Ex dipendente WWE: “Ho lasciato la compagnia perché mi pagava poco”

L'arbitro Artemis aveva qualche problema ad accettare una paga ridotta in WWE

by Rachele Gagliardi
SHARE
Ex dipendente WWE: “Ho lasciato la compagnia perché mi pagava poco”

L’arbitro Artemis, che è rimasta sotto contratto con la WWE per il marchio NXT UK per due anni, ha annunciato ad aprile che se ne sarebbe andata, iniziando accettare booking per chiunque la volesse sul ring. In un'intervista a rilasciata a Desert Island Graps di Cultaholic, Artemis ha rivelato il motivo principale per cui ha lasciato NXT UK.

La delusione legata ad un assegno

”Ho intenzione di essere molto schietta e molto onesta - la paga, la paga è un grosso problema," Artemis ha detto. "Non ho mai guadagnato così pochi soldi come ho fatto in WWE. Non avrei mai pensato di dirlo perché pensavo che sarebbe stato il mio lavoro a tempo pieno, che sarebbe stato tutto. È stato fantastico. Ho ricevuto un taglio enorme dalla paga passando dall’essere un insegnante ad essere un arbitro, il che è strano considerando che sei in TV ogni settimana in diversi paesi. 

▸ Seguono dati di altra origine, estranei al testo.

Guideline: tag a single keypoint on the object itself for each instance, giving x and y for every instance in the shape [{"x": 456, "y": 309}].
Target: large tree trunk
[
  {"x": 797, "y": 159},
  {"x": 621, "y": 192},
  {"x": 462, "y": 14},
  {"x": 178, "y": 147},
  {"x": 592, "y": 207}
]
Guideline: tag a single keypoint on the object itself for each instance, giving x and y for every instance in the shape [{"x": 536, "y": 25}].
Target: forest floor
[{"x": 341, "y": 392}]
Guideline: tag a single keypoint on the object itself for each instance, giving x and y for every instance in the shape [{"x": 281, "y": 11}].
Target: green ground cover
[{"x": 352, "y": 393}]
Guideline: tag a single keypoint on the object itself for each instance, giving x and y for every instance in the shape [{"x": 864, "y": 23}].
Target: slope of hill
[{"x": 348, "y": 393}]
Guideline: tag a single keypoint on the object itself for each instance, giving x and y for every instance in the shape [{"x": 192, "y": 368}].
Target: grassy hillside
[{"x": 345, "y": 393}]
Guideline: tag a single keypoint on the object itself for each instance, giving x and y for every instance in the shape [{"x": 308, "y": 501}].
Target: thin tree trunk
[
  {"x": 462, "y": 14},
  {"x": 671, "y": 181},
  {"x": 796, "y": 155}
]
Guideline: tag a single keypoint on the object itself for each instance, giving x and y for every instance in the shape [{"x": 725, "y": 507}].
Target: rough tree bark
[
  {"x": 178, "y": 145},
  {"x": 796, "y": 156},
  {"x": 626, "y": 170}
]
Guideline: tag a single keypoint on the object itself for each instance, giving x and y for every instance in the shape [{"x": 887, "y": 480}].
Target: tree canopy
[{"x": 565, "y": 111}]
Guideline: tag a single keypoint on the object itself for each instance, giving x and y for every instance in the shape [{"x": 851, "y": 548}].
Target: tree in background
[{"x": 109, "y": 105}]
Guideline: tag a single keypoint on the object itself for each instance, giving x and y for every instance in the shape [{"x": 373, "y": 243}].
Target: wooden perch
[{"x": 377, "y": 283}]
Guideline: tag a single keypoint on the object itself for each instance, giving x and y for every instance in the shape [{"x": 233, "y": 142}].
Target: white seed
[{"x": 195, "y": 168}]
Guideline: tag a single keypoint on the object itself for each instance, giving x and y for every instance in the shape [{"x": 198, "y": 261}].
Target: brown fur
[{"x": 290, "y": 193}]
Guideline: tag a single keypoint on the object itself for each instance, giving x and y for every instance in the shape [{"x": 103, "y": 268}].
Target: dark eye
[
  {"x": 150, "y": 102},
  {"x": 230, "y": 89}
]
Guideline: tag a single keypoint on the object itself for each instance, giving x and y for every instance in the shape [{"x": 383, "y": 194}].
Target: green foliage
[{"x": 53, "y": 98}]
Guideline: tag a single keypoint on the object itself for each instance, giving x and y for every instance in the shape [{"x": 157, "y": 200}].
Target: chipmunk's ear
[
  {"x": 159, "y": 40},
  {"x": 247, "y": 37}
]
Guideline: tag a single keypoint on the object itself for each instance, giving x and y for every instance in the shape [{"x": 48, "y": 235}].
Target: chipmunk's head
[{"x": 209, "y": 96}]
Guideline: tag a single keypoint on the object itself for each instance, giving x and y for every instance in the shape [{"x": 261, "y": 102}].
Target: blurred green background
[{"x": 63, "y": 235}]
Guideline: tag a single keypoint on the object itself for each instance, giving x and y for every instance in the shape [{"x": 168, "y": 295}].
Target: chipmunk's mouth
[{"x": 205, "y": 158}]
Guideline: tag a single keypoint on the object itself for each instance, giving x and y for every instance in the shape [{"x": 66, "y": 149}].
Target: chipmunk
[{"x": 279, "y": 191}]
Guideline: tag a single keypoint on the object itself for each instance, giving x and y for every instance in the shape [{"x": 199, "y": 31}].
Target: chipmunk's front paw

Così, durante i miei due anni sotto contratto - perché ho fatto quasi un anno senza un contratto e poi due anni di contratto - mi sono offerta di fare altri lavori per aiutare e anche per aumentare la paga. Ma mi hanno detto che non c'era niente. Poco prima che il mio contratto scadesse, mi hanno offerto un nuovo contratto di due anni, e quando ho chiesto quale sarebbe stata la paga, hanno detto che sarebbe stata la stessa.

Così, ho detto: ‘Non posso farlo.’ Ho un mutuo e devo prendermi cura di mia madre. Non posso rimanere con quei pochi soldi. Ed è un peccato, ma devo prendermi cura della mia famiglia. Così hanno prolungato il mio contratto di due mesi, sperando di poter negoziare, e poi sono tornati da me. Avrei dovuto fare un ultimo camp ad aprile. Mi hanno chiamata pochi giorni prima per dire: ‘Ok, quindi non vuoi accettare quel contratto? Non abbiamo niente di meglio per te, quindi non c'è bisogno che torni la prossima settimana.’

E ho pensato che fosse davvero una m*rda- scusate il linguaggio - perché allora avevo già detto ai lottatori e alla mia crew, ai miei amici, alla mia famiglia, ai miei arbitri, che era molto probabile che non avrei rinnovato il mio contratto. Ma sapevamo tutti che c'era un ultimo camp da passare insieme, che ci saremmo salutati come si deve, per goderci l'un l'altro un'ultima volta. E poi, sono stata in 96 match della WWE, quindi un ultimo camp mi avrebbe portata almeno a 100."